[Date Prev][Date Next][Thread Prev][Thread Next][Date Index][Thread Index]

Re: Requiring charset parameter on +xml types?



Hello Mark,

As far as I understand, for text/...+xml, the charset parameter
is very close to being required (by using the general MIME default
of us-ascii, which overrides any internal information).
For application/...+xml (or others such as image/...+xml), the
internal information is relevant if there is no charset parameter.

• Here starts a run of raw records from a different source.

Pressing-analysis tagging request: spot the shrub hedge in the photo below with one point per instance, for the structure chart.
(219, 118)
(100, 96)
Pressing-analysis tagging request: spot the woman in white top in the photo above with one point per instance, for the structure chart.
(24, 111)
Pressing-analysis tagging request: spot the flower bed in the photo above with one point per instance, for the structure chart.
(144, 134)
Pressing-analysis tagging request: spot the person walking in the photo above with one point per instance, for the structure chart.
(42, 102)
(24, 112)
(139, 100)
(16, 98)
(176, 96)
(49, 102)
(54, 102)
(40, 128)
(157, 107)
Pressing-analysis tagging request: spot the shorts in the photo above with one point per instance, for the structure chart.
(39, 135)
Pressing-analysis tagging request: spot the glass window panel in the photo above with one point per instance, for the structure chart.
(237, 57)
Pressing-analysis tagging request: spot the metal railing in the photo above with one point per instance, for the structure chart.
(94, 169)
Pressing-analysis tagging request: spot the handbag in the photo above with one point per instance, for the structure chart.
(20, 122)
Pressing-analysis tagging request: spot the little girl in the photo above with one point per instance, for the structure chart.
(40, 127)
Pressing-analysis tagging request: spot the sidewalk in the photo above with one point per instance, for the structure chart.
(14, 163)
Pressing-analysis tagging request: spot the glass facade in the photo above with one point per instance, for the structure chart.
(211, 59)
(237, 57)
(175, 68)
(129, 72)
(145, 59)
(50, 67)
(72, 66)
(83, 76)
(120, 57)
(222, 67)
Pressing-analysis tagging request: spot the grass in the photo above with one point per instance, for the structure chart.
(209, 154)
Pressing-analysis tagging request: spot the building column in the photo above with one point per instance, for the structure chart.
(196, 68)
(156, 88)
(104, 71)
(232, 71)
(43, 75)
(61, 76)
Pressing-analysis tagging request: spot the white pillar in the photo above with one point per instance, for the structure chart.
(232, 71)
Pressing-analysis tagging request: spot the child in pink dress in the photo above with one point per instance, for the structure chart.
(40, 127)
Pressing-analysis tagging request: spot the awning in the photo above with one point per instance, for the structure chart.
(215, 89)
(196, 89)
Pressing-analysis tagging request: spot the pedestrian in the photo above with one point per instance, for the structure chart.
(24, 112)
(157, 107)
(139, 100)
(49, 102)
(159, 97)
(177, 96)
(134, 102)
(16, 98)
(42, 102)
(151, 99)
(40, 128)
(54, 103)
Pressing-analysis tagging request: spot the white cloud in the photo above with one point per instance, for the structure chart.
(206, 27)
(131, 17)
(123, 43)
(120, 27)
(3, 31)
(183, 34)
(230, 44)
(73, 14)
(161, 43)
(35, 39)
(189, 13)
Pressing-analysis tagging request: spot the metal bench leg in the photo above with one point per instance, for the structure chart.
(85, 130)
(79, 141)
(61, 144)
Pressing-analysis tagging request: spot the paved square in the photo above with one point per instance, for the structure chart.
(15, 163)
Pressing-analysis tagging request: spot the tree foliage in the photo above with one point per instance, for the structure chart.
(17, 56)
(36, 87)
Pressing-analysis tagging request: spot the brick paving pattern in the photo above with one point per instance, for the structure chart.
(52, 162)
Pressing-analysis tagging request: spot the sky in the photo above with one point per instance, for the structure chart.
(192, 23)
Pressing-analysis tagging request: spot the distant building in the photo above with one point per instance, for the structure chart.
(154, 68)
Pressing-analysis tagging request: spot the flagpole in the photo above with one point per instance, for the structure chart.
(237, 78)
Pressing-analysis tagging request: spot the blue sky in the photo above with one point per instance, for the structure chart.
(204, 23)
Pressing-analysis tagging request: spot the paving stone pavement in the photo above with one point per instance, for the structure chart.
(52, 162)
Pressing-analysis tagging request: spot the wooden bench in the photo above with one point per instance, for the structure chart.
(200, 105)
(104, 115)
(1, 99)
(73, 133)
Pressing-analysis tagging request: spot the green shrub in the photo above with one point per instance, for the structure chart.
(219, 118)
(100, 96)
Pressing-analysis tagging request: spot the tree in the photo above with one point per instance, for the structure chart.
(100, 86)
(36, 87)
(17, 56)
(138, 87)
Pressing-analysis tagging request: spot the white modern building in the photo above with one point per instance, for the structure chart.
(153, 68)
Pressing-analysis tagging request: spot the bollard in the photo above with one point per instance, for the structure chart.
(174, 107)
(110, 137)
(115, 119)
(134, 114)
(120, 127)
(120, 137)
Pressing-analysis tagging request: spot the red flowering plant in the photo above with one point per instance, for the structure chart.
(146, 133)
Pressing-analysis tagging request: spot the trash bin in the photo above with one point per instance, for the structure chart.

To solve the problems, the following things should help:

- Help to make system administrators, webmasters, and so on,
  aware of the fact that they have to allow settings and have
  to make them.
- Maybe to define a type application/html+xml for use by those
  people who want to just ship files around.
- For text/html+xml (and that would work for all types, actually),
  beef up the servers so that they can use the information in the
  file to set the charset parameter correctly.
  [Sorry to be a bit lengthy here, but I just almost got excited
   about this idea.]
  This would work about as follows:
  - Server detects that content type of outgoing stuff is +xml.
  - Server verifies that there is no setting for the charset
    parameter in the configuration.
  - Server peeks into the data to check for a BOM and/or for an
    encoding declaration.
  - Server sets charset parameter.

  Please note the following:
  - If this feature is introduced into a server without any
    configuration options, the only potentially undesirable
    effect is to label files that were intended to go out
    as defaulted to us-ascii as utf-8 explicitly. But this
    is in no way a problem, because every us-ascii file is
    a utf-8 file (this means no wrong labels), and because
    the chance that a receiving XML processor understands
    utf-8 are higher than for us-ascii (utf-8 is required,
    us-ascii is not).
  - Such a feature has been the idea behind <meta http-equiv,
    but it turned out that the lookahead length and processing
    effort for that is much too high. For the xml encoding
    declaration, things look much better.

Regards, Martin.

At 00/10/13 13:52 -0400, Mark Baker wrote:
Greetings,

At the HTML WG f2f yesterday, it was proposed that we should require the
use of the charset parameter on the XHTML media type.  This came up in
the discussion over whether the media type should use application/ or
text/.

Would requiring this parameter help solve the problem of those broken
web servers that I've heard about that mislabel non-US-ASCII encoded
text/* content as US-ASCII?

Are the any other issues/pros/cons we should be aware of for requiring
this parameter?

Thanks.

BTW, for W3C members that are interested (i.e. it's not required reading
to grok this message - mustUnderstand = 0 :-), the IRC log of the
conversation is available at;

http://lists.w3.org/Archives/Member/w3c-html-wg/2000OctDec/0104.html

MB